Tout
commence dans un lit. Voici Benny (Bene Coppersmith) réveillé en
sursaut par un coup de téléphone, ailleurs Claire (Abbi Jacobson)
qui espérait dormir un peu plus, mais son chat en a décidé
autrement, là Wendy (Tavi Gevinson) qui est déjà levée et en
train de faire son lit, enfin Ray (George Sample III) qui dort dans
le canapé de Benny. Dustin Guy Defa choisit la manière la plus
simple pour entamer Manhattan stories, cueillir ses
personnages au petit matin et les suivre toute la journée.
Etape
suivante, quitter leur domicile. Wendy est encore lycéenne ou
étudiante, en tout cas, elle vit chez ses parents.

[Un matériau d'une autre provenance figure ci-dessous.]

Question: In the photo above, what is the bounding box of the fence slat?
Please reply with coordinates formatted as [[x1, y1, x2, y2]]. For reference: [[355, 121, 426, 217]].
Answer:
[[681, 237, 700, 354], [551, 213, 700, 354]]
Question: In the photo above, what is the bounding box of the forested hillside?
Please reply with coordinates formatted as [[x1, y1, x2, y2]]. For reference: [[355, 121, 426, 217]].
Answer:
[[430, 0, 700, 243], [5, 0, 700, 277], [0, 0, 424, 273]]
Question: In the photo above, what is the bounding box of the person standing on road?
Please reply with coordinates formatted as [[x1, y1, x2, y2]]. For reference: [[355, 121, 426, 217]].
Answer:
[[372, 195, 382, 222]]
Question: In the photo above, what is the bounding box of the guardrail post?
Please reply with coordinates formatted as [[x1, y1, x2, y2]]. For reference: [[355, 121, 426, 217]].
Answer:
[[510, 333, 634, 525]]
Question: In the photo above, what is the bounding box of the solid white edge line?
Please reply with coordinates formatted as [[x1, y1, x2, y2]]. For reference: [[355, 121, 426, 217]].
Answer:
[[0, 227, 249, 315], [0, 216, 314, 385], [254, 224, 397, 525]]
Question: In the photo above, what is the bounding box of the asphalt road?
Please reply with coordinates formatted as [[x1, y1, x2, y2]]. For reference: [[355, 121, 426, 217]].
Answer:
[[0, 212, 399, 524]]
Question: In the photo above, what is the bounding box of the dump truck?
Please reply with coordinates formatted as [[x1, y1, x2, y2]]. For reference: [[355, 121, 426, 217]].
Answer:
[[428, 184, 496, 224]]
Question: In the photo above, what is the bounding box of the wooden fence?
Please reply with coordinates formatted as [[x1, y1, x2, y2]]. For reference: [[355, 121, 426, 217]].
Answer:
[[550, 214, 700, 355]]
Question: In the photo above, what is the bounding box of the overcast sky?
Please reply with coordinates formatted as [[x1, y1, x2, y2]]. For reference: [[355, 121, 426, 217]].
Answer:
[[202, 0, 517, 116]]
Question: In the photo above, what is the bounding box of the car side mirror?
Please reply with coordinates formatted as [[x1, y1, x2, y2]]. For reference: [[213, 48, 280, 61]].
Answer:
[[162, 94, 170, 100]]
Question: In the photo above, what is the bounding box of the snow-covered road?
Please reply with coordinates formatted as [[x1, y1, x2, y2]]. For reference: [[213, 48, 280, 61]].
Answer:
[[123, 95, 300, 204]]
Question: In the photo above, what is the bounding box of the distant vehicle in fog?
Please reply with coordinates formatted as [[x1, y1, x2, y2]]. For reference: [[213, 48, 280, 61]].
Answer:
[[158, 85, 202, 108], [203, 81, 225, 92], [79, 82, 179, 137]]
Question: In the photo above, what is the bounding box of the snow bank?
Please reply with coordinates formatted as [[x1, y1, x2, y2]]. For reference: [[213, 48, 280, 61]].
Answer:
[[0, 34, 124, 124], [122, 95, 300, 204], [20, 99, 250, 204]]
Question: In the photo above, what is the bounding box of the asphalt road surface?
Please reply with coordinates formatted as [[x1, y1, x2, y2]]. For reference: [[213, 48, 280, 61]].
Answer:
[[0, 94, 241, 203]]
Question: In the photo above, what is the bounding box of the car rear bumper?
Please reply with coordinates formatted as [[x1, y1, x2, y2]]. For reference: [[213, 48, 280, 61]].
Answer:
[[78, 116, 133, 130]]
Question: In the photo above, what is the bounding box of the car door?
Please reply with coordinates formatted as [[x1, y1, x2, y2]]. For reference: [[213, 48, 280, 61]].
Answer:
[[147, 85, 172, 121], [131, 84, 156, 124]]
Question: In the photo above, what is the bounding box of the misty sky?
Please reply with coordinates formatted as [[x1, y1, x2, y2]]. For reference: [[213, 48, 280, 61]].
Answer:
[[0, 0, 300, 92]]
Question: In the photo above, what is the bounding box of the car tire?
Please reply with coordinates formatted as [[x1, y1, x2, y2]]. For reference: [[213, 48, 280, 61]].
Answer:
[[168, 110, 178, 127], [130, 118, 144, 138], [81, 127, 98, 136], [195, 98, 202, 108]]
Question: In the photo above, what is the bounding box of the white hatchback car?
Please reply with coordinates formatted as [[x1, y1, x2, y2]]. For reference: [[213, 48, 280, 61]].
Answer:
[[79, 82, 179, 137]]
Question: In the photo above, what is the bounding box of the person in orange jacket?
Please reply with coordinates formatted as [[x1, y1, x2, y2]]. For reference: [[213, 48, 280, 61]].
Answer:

Coupe garçonne
très Jean Seberg, jamais un sourire, maigre comme un clou (son petit
déjeuner consiste à boire un jus de fruits), elle va rejoindre sa
meilleure amie qui elle veut retrouver son petit copain et présenter
un mec à Wendy. Les deux amies font l'école buissonnière. Elles
vivent dans les beaux quartiers, vers Central Park.
Claire
prend son vélo et quitte Brooklyn pour aller travailler à
Chinatown, dans le sud de Manhattan. Elle commence un nouveau boulot,
stagiaire dans un canard nommé New York News. Son patron (Michael
Cera), fan de death metal, la charge d'enquêter sur un
suicide suspect. En vérité, le patron du journal veut coucher avec
elle et il fait le mariole devant elle qui se rend vite compte que ce
boulot d'enquête où elle quémande des indices n'est pas fait pour
elle.
Benny
est le mec le plus positif de New-York, il encourage Ray a sortir de
sa torpeur. Ce dernier a fait un sale coup à sa copine, mis sur
Internet des photos dénudées. Ray déprime et n'ose plus sortir.
D'autant que le frangin de la petite amie a bien l'intention de lui
péter la gueule. Benny part sur son vélo (comme Claire) mais reste
à Brooklyn, son coup de fil lui avait annoncé une bonne nouvelle,
on lui propose d'acheter un vinyle rarissime de Charlie Parker.
A
cela, il faut ajouter un trio de petits vieux dans Chinatown. Jimmy
(Philip Baker Hall) est horloger. Il mène une vie lente et s'apprête
à réparer une montre qui va prendre une importance croissante. Il
reçoit la visite de deux de ses amis qui s'installent sur le porche
de sa petite boutique où les clients ne sont nombreux. Et ils
papotent. Pendant ce temps, Claire et son patron, en planque,
viennent poser des questions à Jimmy sur cette montre.
La
petite musique de ces histoires et de quelques autres est
entraînante. Ce sont des récits minimalistes, tout à fait dans
l'esprit du cinéma indépendant newyorkais actuel (Benny Safdie joue
un petit rôle dans l'histoire de Ray). Avec cette importance pour la
bienveillance vis-à-vis des personnages, une nonchalance narrative
appréciable. Les quelques coups de théâtre qui viennent mettre des
bâtons dans les roues (de vélo) sont donnés sur un ton comique.
L'esprit
choral du récit est assez vite balayé, il ne s'agit pas pour le
cinéaste de faire se croiser ses personnages s'ils n'ont pas de
raison de le faire. Ce qui va les lier est leur rapport à la loi et
au crime. Petit crime quand Benny comprend qu'il a été escroqué
(une course-poursuite en vélo délicieuse est mise en scène), gros
crime avec l'enquête de Claire, Wendy débarque sur le lieu d'un
meurtre et Ray a commis un acte peu charitable.
Il
faut signaler que le titre français du film Manhattan stories
est un peu bête (le titre original est Person to person) ne
serait-ce que parce qu'une moitié des histoires se déroule à
Brooklyn. Il faut aussi signaler la grande maîtrise du montage dans
le passage d'une histoire à l'autre, tout en harmonie, évidemment
comme je l'écrivais plus haut parce que le cinéaste rejette cette
idée du coup de théâtre et du lien forcé. Le film a été tourné
en 16mm ce qui confère ce joli grain cinéma.